Last summer, Zoë Ligon, an erotic artist, was in the early stages of starting an online sex-toy shop she anointed Spectrum Pleasure. She visited a Bank of America branch in Detroit, wanting to open a checking account and take out a line of credit in order to start purchasing inventory. For the latter order of business, a Bank of America banker put her through to a credit specialist. The woman on the other end of the line was disinterestedly running through a list of scripted questions until she saw the word “pleasure” in the LLC title.

“I remember, she just stopped short in the middle of the sentence and was like, ‘Ma’am, what kind of a business is this?’” recalls Ligon. “All of a sudden, her tone totally changed. I was being talked to like I had an illegal business.” With no further explanation, the credit agency refused to extend Ligon a line of credit because her shop qualified as an “adult business.”

Sex toy shops are legal but plagued by restrictions that range from municipal zoning laws to financial discrimination. Adult performers have had their personal bank accounts shut down without forewarning. Porn producers are routinely refused standard billing fees. Mainstream financial service providers like JPMorgan Chase, Bank of America, and American Express all treat adult businesses differently from other businesses, acting often under so-called “morality clauses” aimed at legal businesses with taboo reputations. (Gun sellers and marijuana companies also face difficulties getting loans and other services.) Even the new wave of financial tech startups like Paypal and Square prohibit some adult businesses from using their products, both explicitly and in tacit ways.

When softcore film producer Marc Greenberg tried to refinance his personal mortgage with JPMorgan, he was told that his application had been rejected on the basis of a morality clause.

“It’s a morality clause that’s buried somewhere in the 160 pages of documents you get when you refinance.

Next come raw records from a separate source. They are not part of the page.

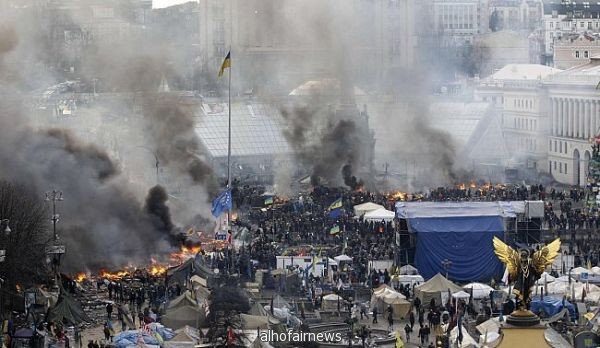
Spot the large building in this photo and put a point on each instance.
(566, 17)
(459, 21)
(575, 49)
(515, 14)
(574, 118)
(278, 44)
(516, 92)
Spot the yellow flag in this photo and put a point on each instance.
(226, 64)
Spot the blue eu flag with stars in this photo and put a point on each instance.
(222, 203)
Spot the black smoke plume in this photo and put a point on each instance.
(327, 145)
(156, 207)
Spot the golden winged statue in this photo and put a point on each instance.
(525, 267)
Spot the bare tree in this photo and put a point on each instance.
(25, 262)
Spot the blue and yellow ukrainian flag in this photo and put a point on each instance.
(226, 64)
(335, 229)
(337, 204)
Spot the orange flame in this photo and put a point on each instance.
(80, 277)
(399, 195)
(114, 276)
(185, 253)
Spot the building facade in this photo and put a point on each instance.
(515, 14)
(574, 119)
(516, 92)
(458, 22)
(575, 49)
(567, 17)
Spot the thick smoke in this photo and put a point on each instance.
(327, 145)
(170, 125)
(103, 222)
(156, 207)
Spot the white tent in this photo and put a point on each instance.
(461, 295)
(579, 270)
(342, 258)
(479, 290)
(545, 279)
(330, 302)
(362, 209)
(379, 215)
(408, 269)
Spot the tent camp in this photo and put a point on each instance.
(479, 290)
(330, 302)
(381, 214)
(434, 287)
(186, 337)
(362, 209)
(67, 310)
(179, 317)
(408, 269)
(461, 295)
(182, 300)
(342, 258)
(460, 232)
(388, 297)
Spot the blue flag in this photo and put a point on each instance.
(222, 203)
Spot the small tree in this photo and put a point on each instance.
(28, 216)
(226, 305)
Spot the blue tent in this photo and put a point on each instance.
(459, 232)
(551, 305)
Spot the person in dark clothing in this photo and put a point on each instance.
(375, 312)
(109, 310)
(407, 330)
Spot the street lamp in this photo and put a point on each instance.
(54, 196)
(446, 264)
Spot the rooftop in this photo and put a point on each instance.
(524, 72)
(256, 129)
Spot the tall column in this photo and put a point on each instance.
(564, 117)
(554, 117)
(570, 118)
(594, 117)
(576, 119)
(581, 118)
(587, 125)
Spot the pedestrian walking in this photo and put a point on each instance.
(375, 315)
(407, 330)
(109, 310)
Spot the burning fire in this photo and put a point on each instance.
(80, 277)
(114, 276)
(399, 195)
(185, 253)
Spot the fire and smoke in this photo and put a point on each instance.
(327, 145)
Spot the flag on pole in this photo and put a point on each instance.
(230, 337)
(222, 203)
(335, 229)
(226, 64)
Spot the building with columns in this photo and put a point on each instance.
(516, 92)
(574, 119)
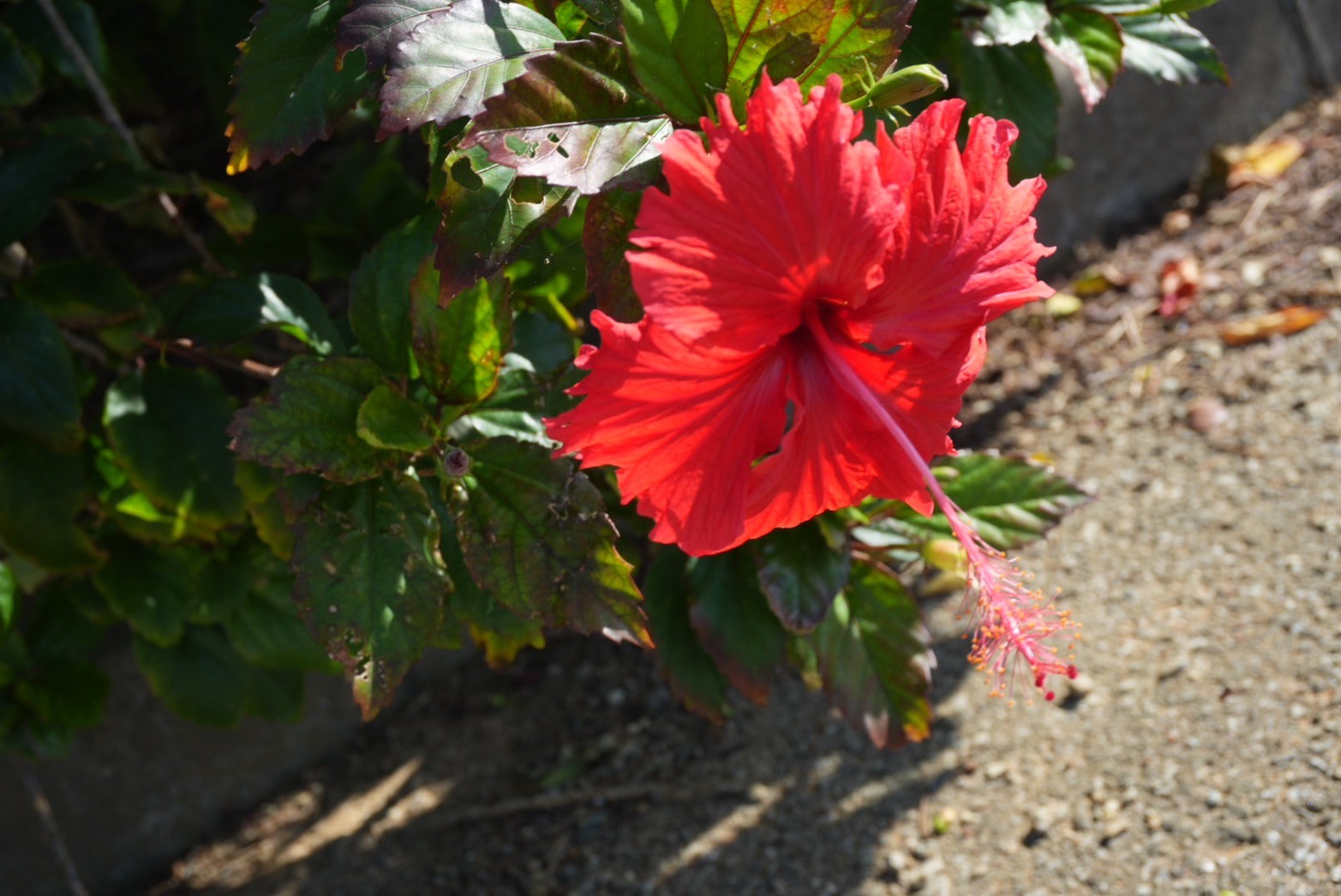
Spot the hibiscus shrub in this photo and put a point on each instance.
(313, 417)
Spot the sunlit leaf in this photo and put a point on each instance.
(370, 581)
(290, 93)
(574, 120)
(733, 623)
(536, 534)
(308, 420)
(875, 660)
(459, 57)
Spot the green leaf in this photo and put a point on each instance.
(369, 581)
(9, 597)
(536, 534)
(459, 57)
(386, 419)
(875, 659)
(379, 26)
(40, 494)
(688, 667)
(733, 623)
(21, 78)
(801, 570)
(168, 428)
(1011, 500)
(200, 678)
(380, 293)
(38, 395)
(1089, 45)
(153, 588)
(605, 237)
(574, 120)
(308, 420)
(1014, 83)
(487, 215)
(290, 93)
(230, 310)
(1168, 49)
(460, 348)
(31, 177)
(864, 37)
(1011, 21)
(679, 52)
(82, 293)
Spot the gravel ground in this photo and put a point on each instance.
(1199, 751)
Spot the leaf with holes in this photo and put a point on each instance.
(679, 52)
(1011, 500)
(458, 58)
(1089, 45)
(574, 120)
(168, 429)
(864, 38)
(733, 623)
(536, 534)
(688, 667)
(370, 581)
(488, 212)
(289, 92)
(1168, 49)
(460, 348)
(875, 659)
(308, 421)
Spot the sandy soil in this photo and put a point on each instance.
(1200, 750)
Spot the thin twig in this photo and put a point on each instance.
(118, 123)
(49, 822)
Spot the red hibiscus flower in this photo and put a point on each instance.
(814, 312)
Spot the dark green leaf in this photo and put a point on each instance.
(1168, 49)
(153, 588)
(200, 678)
(230, 310)
(1014, 83)
(40, 494)
(31, 179)
(369, 581)
(864, 39)
(168, 428)
(386, 419)
(688, 667)
(536, 534)
(801, 570)
(459, 57)
(487, 216)
(308, 420)
(875, 659)
(38, 393)
(379, 26)
(380, 293)
(679, 52)
(733, 621)
(82, 293)
(605, 236)
(1010, 21)
(289, 92)
(460, 348)
(1089, 45)
(19, 74)
(1011, 500)
(574, 120)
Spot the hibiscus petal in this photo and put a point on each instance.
(683, 426)
(781, 213)
(965, 250)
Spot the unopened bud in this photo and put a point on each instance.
(906, 85)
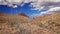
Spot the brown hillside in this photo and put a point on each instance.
(17, 24)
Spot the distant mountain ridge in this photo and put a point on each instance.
(19, 24)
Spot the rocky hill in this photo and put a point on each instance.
(18, 24)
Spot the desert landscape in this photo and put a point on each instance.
(22, 24)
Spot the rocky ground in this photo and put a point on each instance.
(17, 24)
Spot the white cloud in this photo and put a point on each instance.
(52, 6)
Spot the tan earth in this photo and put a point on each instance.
(20, 24)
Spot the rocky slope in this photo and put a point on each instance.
(18, 24)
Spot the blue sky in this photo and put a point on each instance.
(41, 7)
(25, 9)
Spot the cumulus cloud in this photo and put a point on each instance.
(52, 6)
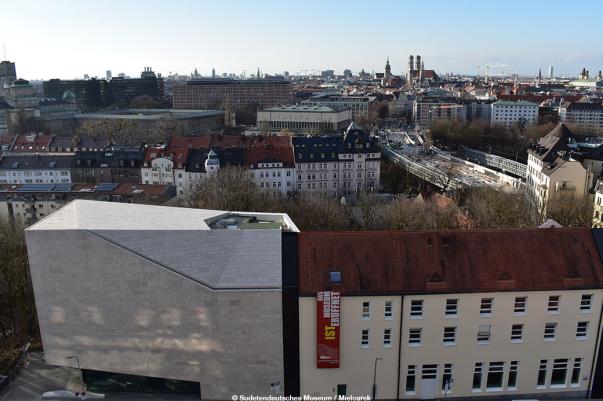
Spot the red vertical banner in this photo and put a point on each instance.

I’d never heard of this morality clause, nor did I understand how it applied to me,” explains Greenberg. “When they first denied me, I said, ‘How do I know you’re not denying me because I’m Jewish or because my son is gay? Maybe my son being gay is morally reprehensible to you.’ I didn’t know what the reason was.”

In the end, it was Greenberg’s occupation that was interpreted as violating the morality clause. A bank employee had looked up his name on IMDB and rejected his application based on the names of the softcore erotica films that his company produced and distributed, movies like Bare Naked Desires, Bad and Busty and Wild Things 2, the direct-to-video sequel to the Hollywood thriller. “I was obviously outraged,” says Greenberg. He asked the employee, “‘Have you ever watched my movies?” The answer was “No.”

“Had anyone else [at the bank] seen my movies?” “No.” “Could you tell me who made this decision?” “No.” “Would you please send me an official document stating that you denied me based upon your morality clause?” “No.” “Would you point out where in the mortgage agreement the morality clause is?” “No.”

Adding to the bizarreness of the situation, JPMorgan had already held Greenberg’s mortgage for 10 years. This was not an application for a new mortgage but an application to refinance his existing mortgage.

While financial policies have come to be seen as a simple cost of doing business in the adult industry, that cost also represents a big opportunity for someone willing to go against the grain, [Cindy] Gallop says. “The first bank that says, ‘We welcome honest, legal, decent adult ventures’ is going to clean up!”